Before I began the book, I read a short biographical sketch, and continued as I went along to check sources to read about his friends and their connections to Henry James.  And there were many who were well-known, including his brother William, Oliver Wendell Holmes, Jr., and many more who came to visit him in his little house in Rye near the coast in Britain.

His devotion to writing and the life he creates for himself is appealing.  He expresses happiness at having the evening free of social engagements, though he clearly enjoys visits of his friend Gosse who brings him countless stories of friends in their circle and beyond.  They discussed the difficulties of Oscar Wilde with great interest.
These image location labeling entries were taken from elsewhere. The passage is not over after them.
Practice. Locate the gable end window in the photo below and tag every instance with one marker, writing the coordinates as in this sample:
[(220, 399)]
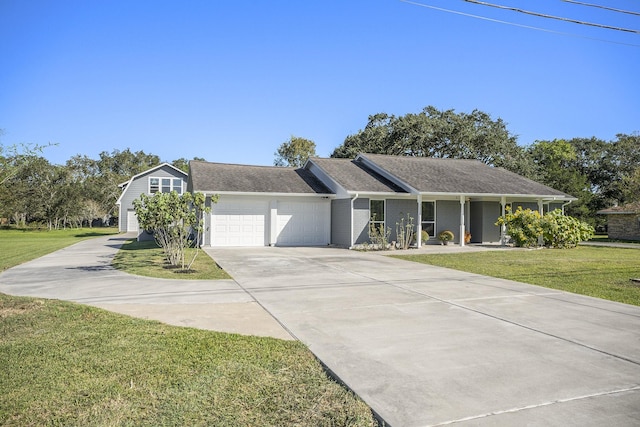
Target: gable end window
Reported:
[(376, 213), (165, 185)]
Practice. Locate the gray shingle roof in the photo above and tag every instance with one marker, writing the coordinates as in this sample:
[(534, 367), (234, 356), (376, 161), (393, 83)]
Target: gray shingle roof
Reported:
[(219, 177), (353, 176), (430, 175)]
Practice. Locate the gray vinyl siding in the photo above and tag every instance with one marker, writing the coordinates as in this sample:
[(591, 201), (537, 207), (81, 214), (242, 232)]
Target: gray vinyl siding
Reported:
[(361, 220), (483, 218), (139, 186), (397, 209), (341, 222), (448, 217)]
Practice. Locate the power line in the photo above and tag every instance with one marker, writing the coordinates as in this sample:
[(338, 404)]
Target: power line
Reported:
[(484, 18), (603, 7), (559, 18)]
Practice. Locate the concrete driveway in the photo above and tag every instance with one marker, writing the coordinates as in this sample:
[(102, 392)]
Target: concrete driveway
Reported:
[(83, 273), (429, 346)]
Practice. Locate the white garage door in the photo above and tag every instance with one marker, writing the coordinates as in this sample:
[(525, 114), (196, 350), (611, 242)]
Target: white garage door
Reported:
[(239, 223), (304, 223), (132, 221)]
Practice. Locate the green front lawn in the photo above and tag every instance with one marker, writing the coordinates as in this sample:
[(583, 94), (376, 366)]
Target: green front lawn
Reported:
[(67, 364), (147, 259), (18, 246), (595, 271)]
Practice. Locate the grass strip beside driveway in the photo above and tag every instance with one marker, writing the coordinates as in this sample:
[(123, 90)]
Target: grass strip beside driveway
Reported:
[(147, 259), (600, 272), (18, 246), (68, 364)]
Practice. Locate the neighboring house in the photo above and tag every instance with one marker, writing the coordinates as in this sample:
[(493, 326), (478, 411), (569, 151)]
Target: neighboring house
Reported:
[(623, 222), (163, 178), (334, 201)]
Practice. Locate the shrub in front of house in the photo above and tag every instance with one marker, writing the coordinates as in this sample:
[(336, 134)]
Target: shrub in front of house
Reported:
[(526, 226), (561, 231), (446, 236)]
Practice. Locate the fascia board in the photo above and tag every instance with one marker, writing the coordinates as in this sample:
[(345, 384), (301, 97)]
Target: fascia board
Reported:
[(512, 196), (383, 193), (244, 193), (128, 185)]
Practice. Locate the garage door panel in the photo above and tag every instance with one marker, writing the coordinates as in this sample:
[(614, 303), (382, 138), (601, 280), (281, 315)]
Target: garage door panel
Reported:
[(303, 223), (239, 223)]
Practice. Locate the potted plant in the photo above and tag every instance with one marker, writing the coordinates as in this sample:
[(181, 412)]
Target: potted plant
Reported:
[(445, 237)]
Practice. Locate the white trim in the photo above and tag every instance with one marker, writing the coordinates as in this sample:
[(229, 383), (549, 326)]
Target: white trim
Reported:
[(160, 178), (384, 213)]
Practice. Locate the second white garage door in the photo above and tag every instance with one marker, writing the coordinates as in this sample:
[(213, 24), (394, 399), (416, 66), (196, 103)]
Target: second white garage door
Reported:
[(250, 222), (304, 223), (239, 223)]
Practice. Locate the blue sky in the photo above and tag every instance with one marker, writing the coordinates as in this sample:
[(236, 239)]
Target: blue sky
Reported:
[(231, 80)]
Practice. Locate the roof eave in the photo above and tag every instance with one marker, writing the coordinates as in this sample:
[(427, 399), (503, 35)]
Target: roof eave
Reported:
[(258, 193)]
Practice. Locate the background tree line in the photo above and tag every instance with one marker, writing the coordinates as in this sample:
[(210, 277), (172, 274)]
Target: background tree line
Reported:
[(84, 190), (599, 173)]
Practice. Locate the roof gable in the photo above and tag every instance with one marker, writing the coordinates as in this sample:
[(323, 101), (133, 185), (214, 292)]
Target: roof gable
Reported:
[(353, 176), (224, 177), (458, 176), (125, 185)]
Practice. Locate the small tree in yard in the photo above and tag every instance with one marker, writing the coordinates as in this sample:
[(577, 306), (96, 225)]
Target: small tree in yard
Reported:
[(173, 218)]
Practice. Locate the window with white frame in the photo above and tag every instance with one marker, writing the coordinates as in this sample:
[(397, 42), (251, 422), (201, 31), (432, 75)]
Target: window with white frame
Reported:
[(165, 185), (376, 213), (429, 218)]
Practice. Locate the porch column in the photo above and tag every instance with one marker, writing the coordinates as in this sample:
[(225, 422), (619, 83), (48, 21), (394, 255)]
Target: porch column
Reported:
[(541, 212), (419, 221), (273, 222), (462, 228), (503, 227)]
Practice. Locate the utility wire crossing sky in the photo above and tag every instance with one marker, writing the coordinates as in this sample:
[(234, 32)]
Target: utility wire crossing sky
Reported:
[(230, 82)]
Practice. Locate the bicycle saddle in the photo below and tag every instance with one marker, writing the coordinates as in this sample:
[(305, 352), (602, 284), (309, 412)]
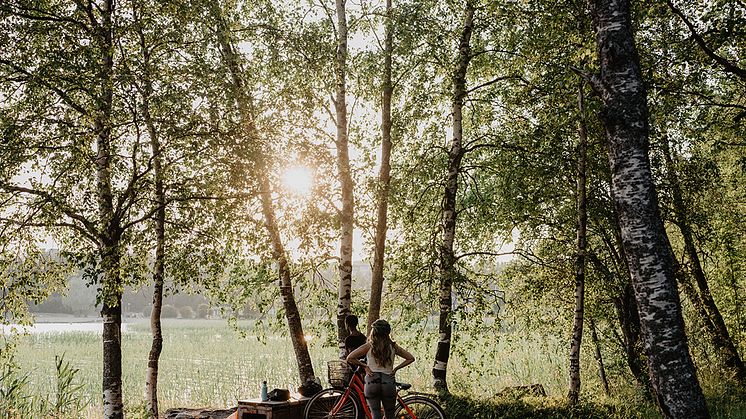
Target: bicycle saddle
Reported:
[(404, 386)]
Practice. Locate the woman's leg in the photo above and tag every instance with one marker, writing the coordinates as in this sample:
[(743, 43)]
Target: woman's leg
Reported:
[(388, 395), (373, 394)]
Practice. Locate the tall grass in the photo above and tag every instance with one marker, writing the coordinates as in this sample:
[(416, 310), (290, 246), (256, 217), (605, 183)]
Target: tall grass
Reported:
[(207, 363)]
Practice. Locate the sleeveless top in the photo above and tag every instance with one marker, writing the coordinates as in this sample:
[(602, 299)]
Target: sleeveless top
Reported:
[(376, 367)]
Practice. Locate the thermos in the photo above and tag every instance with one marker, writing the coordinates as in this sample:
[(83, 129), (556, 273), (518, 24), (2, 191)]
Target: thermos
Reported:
[(264, 392)]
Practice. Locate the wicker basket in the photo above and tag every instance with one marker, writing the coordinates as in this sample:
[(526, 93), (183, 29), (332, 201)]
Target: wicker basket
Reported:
[(339, 373)]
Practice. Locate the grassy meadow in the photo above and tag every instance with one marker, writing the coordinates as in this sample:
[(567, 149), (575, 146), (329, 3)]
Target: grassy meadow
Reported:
[(208, 363)]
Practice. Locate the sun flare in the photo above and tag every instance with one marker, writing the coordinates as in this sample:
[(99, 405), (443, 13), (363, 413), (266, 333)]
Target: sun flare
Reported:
[(298, 180)]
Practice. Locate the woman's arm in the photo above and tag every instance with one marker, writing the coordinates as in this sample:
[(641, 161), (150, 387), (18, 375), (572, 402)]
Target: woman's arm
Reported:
[(354, 357), (408, 358)]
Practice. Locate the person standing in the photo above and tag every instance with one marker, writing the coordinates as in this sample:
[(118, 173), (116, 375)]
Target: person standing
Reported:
[(381, 351), (355, 339)]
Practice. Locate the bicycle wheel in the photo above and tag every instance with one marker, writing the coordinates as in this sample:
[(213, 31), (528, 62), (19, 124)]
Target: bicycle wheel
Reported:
[(321, 405), (421, 407)]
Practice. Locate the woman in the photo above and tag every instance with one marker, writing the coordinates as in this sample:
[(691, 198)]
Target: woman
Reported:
[(380, 387)]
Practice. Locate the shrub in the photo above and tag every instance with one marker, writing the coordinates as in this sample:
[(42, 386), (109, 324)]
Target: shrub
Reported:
[(186, 312), (169, 312), (203, 311)]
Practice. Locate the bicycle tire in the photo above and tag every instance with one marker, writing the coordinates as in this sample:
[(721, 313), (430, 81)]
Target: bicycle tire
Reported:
[(421, 406), (321, 404)]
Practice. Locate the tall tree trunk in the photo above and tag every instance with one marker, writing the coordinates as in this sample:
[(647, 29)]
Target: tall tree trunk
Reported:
[(718, 331), (651, 264), (577, 327), (629, 321), (292, 315), (151, 378), (345, 179), (447, 255), (384, 176), (599, 358), (251, 134), (109, 229)]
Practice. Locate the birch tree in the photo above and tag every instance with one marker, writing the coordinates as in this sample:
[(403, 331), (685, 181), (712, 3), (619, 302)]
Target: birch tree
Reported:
[(625, 119)]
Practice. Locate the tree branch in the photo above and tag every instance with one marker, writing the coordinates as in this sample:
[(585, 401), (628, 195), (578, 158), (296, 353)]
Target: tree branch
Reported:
[(727, 65)]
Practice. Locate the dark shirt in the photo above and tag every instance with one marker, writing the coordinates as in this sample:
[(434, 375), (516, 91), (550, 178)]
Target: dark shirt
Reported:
[(352, 342)]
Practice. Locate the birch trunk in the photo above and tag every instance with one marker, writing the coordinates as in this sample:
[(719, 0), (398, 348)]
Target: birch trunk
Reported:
[(251, 135), (345, 179), (151, 377), (109, 228), (715, 325), (651, 263), (447, 255), (577, 327), (599, 358), (384, 177), (292, 315)]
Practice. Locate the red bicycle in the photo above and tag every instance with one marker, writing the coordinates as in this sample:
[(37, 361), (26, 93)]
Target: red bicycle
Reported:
[(346, 399)]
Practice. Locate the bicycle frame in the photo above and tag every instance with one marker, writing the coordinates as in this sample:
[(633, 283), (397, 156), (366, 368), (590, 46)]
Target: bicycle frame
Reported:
[(356, 384)]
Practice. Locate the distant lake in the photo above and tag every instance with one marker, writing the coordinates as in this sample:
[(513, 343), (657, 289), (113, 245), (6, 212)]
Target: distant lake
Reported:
[(62, 327)]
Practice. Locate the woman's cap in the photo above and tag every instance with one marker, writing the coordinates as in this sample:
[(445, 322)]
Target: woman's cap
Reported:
[(381, 326)]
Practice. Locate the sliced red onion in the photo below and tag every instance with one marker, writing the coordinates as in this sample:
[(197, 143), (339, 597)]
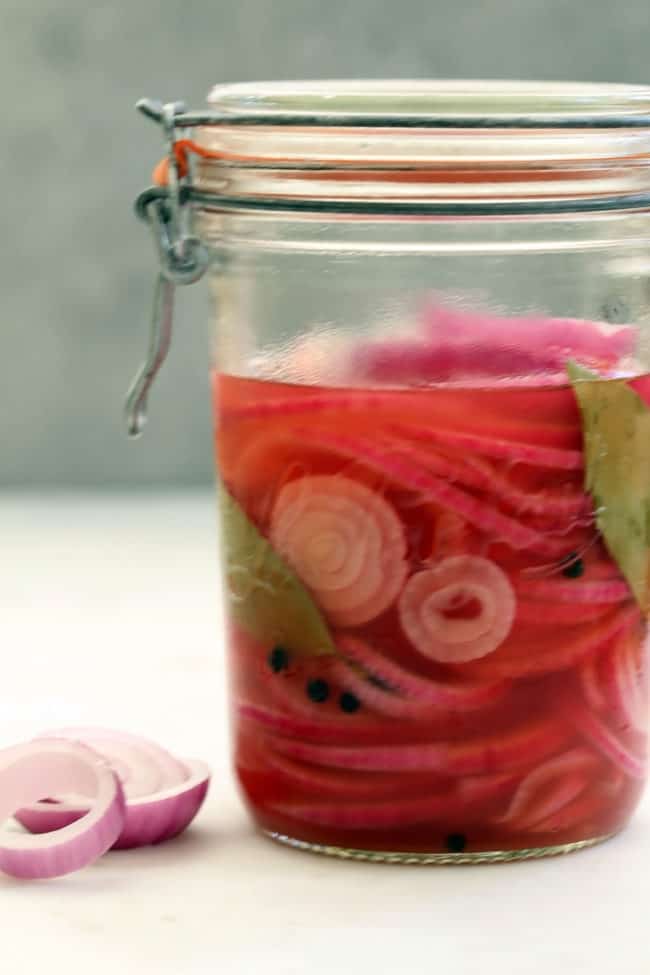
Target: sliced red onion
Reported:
[(142, 765), (47, 767), (150, 817)]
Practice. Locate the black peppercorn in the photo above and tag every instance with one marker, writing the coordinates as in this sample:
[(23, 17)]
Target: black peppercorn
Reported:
[(349, 702), (574, 567), (318, 690), (278, 659)]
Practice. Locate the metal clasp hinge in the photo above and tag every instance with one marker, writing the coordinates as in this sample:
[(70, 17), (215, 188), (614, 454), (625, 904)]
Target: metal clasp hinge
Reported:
[(183, 259)]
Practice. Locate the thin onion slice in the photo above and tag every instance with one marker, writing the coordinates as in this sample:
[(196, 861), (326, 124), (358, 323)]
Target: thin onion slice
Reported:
[(148, 820), (150, 817), (47, 767), (143, 766)]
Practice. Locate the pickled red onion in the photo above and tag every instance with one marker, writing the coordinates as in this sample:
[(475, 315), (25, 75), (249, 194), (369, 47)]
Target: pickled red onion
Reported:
[(47, 767), (163, 794), (429, 597), (346, 543)]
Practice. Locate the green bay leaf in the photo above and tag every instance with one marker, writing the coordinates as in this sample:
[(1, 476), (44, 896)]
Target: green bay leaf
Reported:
[(263, 594), (616, 433)]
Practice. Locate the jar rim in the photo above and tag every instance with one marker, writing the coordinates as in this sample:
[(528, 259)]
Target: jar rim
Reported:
[(402, 103), (426, 146)]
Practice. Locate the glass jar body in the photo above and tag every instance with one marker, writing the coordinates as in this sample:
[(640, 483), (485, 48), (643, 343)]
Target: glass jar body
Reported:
[(435, 648)]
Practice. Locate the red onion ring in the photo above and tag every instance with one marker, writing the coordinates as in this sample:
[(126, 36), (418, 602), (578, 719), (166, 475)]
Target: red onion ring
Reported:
[(163, 794), (47, 767)]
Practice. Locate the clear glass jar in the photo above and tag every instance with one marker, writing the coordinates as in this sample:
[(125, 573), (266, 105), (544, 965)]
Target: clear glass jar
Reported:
[(431, 346)]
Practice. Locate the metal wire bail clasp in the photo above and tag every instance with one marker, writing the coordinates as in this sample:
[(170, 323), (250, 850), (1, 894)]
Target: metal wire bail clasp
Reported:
[(183, 258)]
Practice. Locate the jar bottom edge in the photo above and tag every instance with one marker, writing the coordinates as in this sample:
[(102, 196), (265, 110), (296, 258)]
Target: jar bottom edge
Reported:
[(435, 859)]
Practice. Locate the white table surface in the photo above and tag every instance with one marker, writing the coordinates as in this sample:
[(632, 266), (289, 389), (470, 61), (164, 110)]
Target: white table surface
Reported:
[(109, 615)]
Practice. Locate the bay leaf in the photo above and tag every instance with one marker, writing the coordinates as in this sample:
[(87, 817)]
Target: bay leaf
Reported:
[(263, 593), (616, 433)]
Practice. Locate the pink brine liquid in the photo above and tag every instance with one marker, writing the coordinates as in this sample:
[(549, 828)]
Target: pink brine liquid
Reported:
[(483, 684)]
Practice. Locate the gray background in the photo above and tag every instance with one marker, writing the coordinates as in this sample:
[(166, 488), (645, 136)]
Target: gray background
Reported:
[(77, 269)]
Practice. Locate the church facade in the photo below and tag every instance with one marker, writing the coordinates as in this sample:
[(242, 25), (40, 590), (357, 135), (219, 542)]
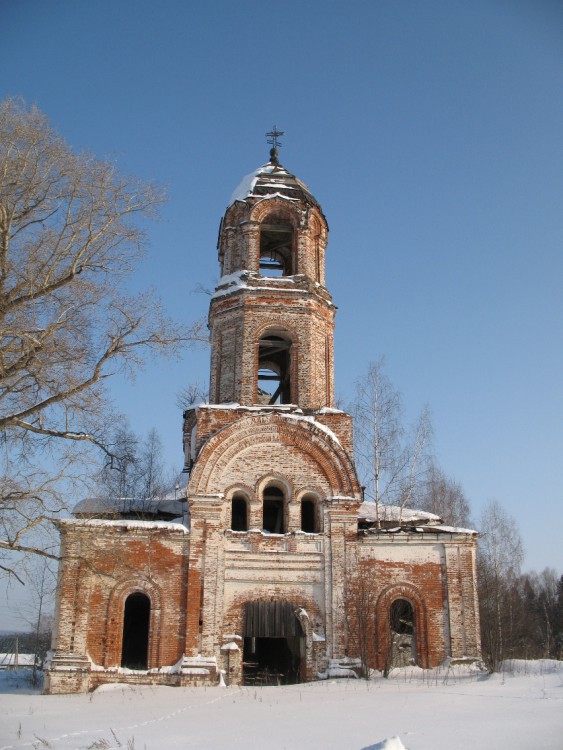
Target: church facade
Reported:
[(258, 577)]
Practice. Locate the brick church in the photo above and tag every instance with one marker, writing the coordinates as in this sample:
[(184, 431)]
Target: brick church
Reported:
[(255, 577)]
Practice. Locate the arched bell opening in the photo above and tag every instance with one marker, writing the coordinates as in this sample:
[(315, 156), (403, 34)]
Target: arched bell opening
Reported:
[(274, 370), (403, 635), (136, 625), (276, 249), (274, 644)]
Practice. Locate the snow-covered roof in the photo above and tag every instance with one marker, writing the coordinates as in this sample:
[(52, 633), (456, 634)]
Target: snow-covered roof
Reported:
[(394, 518), (124, 523), (395, 514), (272, 181), (97, 506)]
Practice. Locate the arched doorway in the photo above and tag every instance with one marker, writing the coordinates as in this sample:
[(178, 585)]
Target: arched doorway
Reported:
[(274, 644), (403, 636), (136, 621)]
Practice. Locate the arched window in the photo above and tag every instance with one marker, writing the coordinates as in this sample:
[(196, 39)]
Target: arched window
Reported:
[(403, 640), (136, 621), (273, 511), (276, 249), (274, 369), (239, 513), (310, 515)]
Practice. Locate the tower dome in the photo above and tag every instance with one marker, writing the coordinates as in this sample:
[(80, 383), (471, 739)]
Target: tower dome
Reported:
[(272, 180)]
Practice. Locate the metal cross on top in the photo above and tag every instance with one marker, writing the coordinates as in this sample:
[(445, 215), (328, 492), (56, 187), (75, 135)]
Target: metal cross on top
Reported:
[(272, 137)]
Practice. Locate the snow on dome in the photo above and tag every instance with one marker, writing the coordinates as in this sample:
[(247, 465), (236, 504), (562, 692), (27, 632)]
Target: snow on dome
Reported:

He was a problematical friend to have, especially if you were in need of emotional support.  His ability to connect to others was terribly constrained.  His long time friendship with the writer Constance Fenimore Cooper often involved meeting for 24 hours in some small town.  They stayed in separate hotels and met for daily walks or perhaps dinner.  He never mentioned her to their mutual friends.  When she did, he withdrew, and after she killed herself, he burned letters he found in her rooms.  So there he is at his worst.

Some of his friends, and the stories they told him, turned up in his books to their dismay.  But when he was 57, he met a man who seemed to be modeled on a character in one of his books (Mallet in Roderick Hudson).  They remained friends, possibly lovers, for the remaining 15 years of his life, but only saw each other perhaps seven times.

This was a thoroughly pleasurable read, although I had to have many rests from its quiet intensity.